Installed in 2019, the image surveillance system, demanded by Bernadete’s attorneys since 2017, had 7 cameras. Of all of them, 4 were broken. In July of this year, in a meeting with one of Brazil’s Supreme Court ministers, Rosa Weber, the quilombola leadership talked about the surveillance system.
“Today, I live like this. I cannot get out. I have been searched, my house is full of cameras. I feel bad, but that’s how it is”, Bernadete explained to Weber. On the occasion, she said to the minister that she had received death threats.
According to reports from the quilombolas, relatives and friends of Bernadete, the threats were made by illegal loggers in the region of Simões Filhos, inside the quilombo (how the remaining quilombola areas are called).

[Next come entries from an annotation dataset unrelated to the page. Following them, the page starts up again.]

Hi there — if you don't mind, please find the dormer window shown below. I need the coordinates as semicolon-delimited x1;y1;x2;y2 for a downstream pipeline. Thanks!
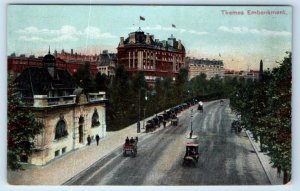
92;108;100;128
54;115;68;139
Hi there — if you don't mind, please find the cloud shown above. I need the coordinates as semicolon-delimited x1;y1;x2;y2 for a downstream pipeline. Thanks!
128;25;208;35
218;26;291;36
17;25;117;42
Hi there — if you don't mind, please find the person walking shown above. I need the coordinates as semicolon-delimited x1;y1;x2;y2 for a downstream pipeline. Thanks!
86;135;92;145
96;134;100;146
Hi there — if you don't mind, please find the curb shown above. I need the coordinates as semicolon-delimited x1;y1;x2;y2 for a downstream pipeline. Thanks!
246;130;276;185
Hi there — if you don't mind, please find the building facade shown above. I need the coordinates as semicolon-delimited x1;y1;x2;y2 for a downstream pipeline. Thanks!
7;50;99;76
15;52;106;165
186;58;224;80
117;29;185;85
224;70;260;81
98;50;117;77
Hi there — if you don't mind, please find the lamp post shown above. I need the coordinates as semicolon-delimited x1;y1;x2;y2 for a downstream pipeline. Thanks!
143;92;148;129
136;89;141;133
190;109;193;139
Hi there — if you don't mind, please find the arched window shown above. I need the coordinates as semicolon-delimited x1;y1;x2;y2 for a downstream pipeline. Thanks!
55;119;68;139
92;108;100;127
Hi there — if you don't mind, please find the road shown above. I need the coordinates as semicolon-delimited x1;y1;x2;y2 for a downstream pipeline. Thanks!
67;100;270;185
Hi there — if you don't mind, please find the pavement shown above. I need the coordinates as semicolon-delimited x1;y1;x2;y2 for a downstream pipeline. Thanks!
7;103;283;185
7;110;170;185
246;130;283;185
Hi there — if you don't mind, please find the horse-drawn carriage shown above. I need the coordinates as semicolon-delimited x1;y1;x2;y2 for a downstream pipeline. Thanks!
182;143;199;167
171;114;179;126
231;120;242;133
123;137;138;157
220;99;224;106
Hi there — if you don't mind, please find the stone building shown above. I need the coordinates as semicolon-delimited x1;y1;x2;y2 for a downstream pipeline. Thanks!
15;52;106;165
117;28;185;85
97;50;117;77
7;50;99;76
186;58;224;80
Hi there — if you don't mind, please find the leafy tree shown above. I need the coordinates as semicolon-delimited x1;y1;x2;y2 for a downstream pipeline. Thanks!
174;68;188;103
108;65;132;129
231;53;292;183
7;78;44;170
74;62;96;92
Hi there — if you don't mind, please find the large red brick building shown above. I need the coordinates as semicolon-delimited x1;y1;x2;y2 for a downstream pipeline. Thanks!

Although not yet acknowledged by the government, it is an Environmental Protection Area.
Another failure of the program, highlighted by Bernadete’s acquaintances, was the Police presence. Only one police car used to go to the association’s headquarter led by Bernadete, during the morning and afternoon. They checked the place, saw that everything was fine, and then left the area. "What kind of protection is this?", asked David Menezes, the family's lawyer, in an interview with the Brazilian news website G1.

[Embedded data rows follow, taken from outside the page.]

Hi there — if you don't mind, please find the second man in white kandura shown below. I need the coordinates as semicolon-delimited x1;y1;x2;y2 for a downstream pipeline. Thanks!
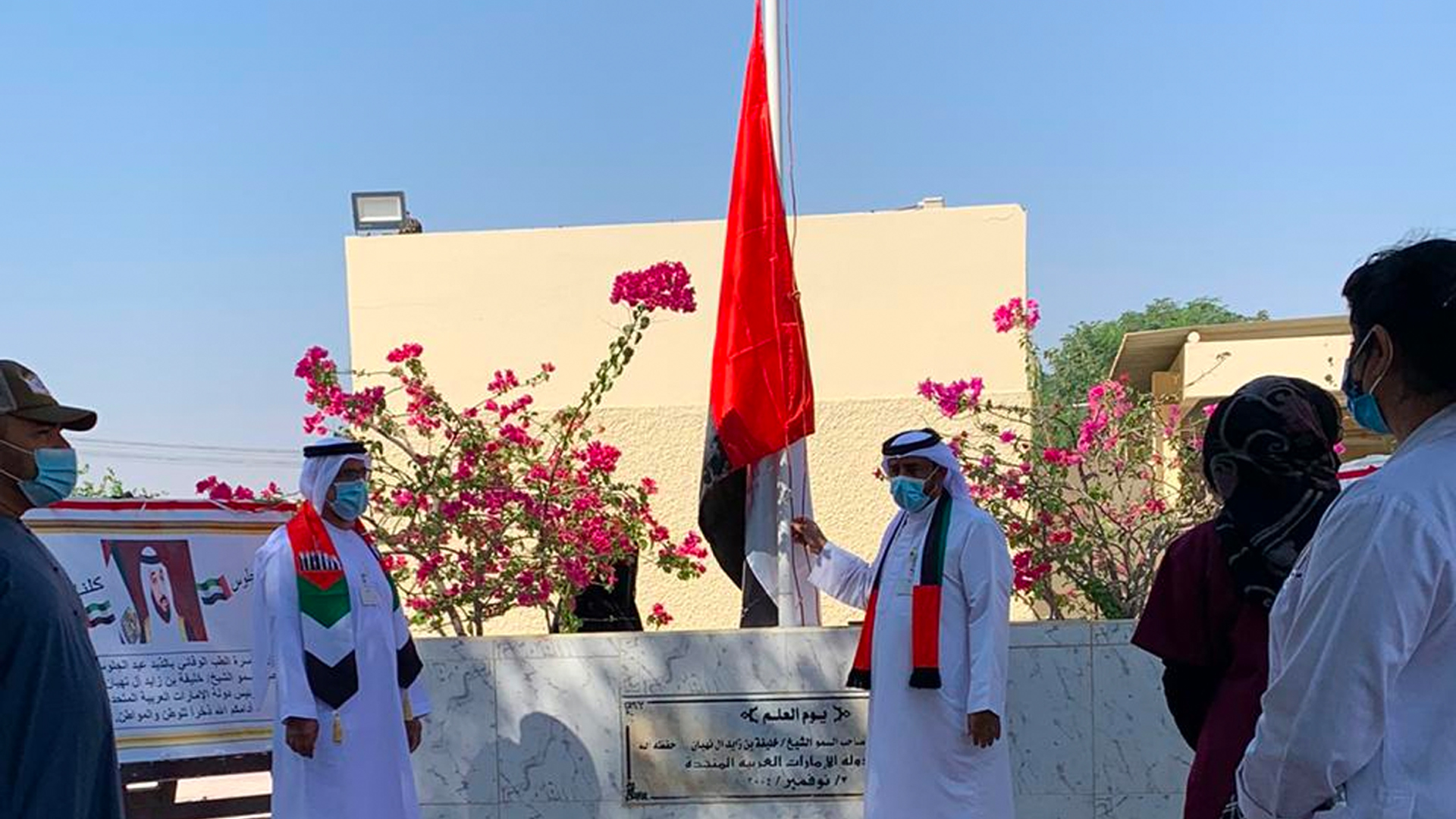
793;430;1015;819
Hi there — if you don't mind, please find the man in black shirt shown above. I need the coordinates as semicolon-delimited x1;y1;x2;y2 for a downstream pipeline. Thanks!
0;362;125;819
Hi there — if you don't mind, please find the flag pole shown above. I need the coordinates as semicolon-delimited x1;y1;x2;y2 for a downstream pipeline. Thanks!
763;0;783;171
760;0;820;626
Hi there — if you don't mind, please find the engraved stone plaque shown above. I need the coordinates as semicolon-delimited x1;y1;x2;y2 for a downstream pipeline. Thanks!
622;692;869;805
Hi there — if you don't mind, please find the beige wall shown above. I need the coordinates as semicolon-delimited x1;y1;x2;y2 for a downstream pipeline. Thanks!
1182;334;1350;400
345;206;1027;631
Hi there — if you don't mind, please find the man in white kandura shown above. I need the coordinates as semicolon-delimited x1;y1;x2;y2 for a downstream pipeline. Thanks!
1226;239;1456;819
253;438;429;819
793;430;1015;819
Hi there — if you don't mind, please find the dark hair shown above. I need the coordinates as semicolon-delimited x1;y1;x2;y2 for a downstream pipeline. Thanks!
1344;239;1456;394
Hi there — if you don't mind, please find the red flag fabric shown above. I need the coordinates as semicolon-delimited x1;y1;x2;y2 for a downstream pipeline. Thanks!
709;0;814;468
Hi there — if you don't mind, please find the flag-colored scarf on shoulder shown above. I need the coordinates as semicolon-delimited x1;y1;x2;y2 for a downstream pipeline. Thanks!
846;493;954;691
288;501;424;742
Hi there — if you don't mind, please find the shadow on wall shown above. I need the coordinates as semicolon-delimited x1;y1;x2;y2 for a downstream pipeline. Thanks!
500;713;603;804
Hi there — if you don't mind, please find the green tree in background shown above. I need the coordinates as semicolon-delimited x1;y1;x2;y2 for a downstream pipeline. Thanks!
71;466;162;500
1038;297;1269;406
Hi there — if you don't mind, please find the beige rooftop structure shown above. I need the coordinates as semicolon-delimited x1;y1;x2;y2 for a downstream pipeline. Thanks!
345;202;1027;632
1112;316;1392;459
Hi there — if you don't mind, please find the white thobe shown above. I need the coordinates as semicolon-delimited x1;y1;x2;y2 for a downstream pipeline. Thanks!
1238;406;1456;819
810;501;1013;819
253;526;429;819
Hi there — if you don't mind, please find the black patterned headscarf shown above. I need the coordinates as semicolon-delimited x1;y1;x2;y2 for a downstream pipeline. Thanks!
1203;376;1339;607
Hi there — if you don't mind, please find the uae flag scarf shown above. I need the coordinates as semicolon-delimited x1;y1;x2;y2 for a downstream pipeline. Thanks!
846;491;952;691
288;501;424;742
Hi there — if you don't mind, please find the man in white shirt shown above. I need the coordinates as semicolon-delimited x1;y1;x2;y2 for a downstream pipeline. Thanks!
1238;240;1456;819
793;430;1015;819
253;438;429;819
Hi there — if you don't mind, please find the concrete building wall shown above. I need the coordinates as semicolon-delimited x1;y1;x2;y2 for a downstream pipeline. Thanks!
345;206;1027;632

In an interview with Brasil de Fato, Bernadete’s son Jurandir Pacífico stated that the images recorded by the camera placed inside the terreiro were given to the Police. The investigation is yet to identify the murderers.
“I take responsibility”
Last Friday (18), Brazil’s minister of Human Rights and Citizenship, Silvio Almeida, lamented the death of Bernadete Pacífico. “We do not want martyrs. We want human rights defenders to cross this path towards a fair society alive and together with us. The duty of the state now, in a left-wing government, is to improve mechanisms for the protection of human rights defenders”, said the minister at a dinner organized by the Landless Workers Movement (MST in Portuguese) on Friday (18).
“It’s the state’s responsibility. I talking about the Minister of Human Rights and Citizenship. I take responsibility on behalf of the Brazilian state. We cannot accept such an absurdity that happened to Bernadete. We cannot accept these failures in the Brazilian state, and I am saying this as a minister.”
The minister also stated that there are a set of structural “problems” in Brazil that prevent the full protection of human rights defenders. In this sense, he said that the Brazilian people must organize to change society.
“We live in a country that despises human rights defenders. That is why there is a series of problems even when the state wants to protect human rights. The population that is dying did not depend only on goodwill. If the people are not organized, we won’t get anything. The role of a popular government, a left-wing government, is to support people's organization. Society won’t change without a crucial connection with the people," he said.